Modern life is busy; simple! Amateur athletes, in particular, must wrestle with work, social and family commitments alongside their training schedule. Add a little procrastination and the ever-present pull of social media into the mix and its surprising that there is any time left in the day to train at all. If you’re time-crunched here’s some tips for you:
1. TRAIN WITH PURPOSE – each session needs to have its own goal and reason for being present in your schedule. Avoid the junk, the monotone training, the grey zone training. For example, If you want to work at lactate threshold then use the most appropriate interval schedule for your time allowance. If you are short of uninterrupted blocks of time for longer endurance sessions then dividing those hours across the day (or even the week) is slightly less beneficial but, for the purposes of building aerobic base, comes a very close second.

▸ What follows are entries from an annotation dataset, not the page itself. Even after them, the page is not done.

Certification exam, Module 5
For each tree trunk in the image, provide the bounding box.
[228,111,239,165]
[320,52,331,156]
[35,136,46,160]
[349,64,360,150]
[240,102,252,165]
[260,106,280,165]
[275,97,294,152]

2. TRAIN AROUND WORK – it may not cost you much time from your day to swap the car journey for a bike ride to and from work. Extending the ride home often allows for a great way to increase weekly mileage too. Consider a run or strength and conditioning session within your lunch break. Choose something that suits the shorter time frame here and perhaps something that won’t leave you hot and bothered for hours afterwards.
3. WAKE UP EARLIER – this is a tricky one to advocate for everyone when sleep is often in short supply. However, if your bed time routine (sleep hygiene) is good then you may be able set that alarm clock a little earlier a couple of times each week to, effectively, extend the length of your day.
4. COMBINE SESSIONS – for instance, run straight off your bike ride so that there is less down time, (preparation, travel, showering etc…). This is definitely one the triathletes enjoy and has specificity for their style of racing too. If you swim and perform strength training at the gym then it may be worth perhaps having a coffee and catch up with work calls etc between and saving the extra journey time of returning to the gym later in the same day.
5. INVEST IN HOME EQUIPMENT – costs vary hugely here depending on what you want/need. Anything from some free weights (kettlebells, dumbbells) to a treadmill or turbo trainer will allow you to train in all weathers and at any time of day while reducing travel and even kit prep time.
6. STOCK UP – batch cook meals and cook extra to save on food prep the next day. Bulk buy your favourite Xendurance products so that they’re always to hand for your tough sessions. Keep some longer lasting food choices on hand in the boot of your car; my favourite is a Tupperware container with mixed dried fruit and nuts. This will ensure that fuelling is never a reason to miss a session when away from home.
7. KEEP KIT HANDY – you never know when an ad hoc training opportunity will present itself so keep some spare training kit in your car at all times.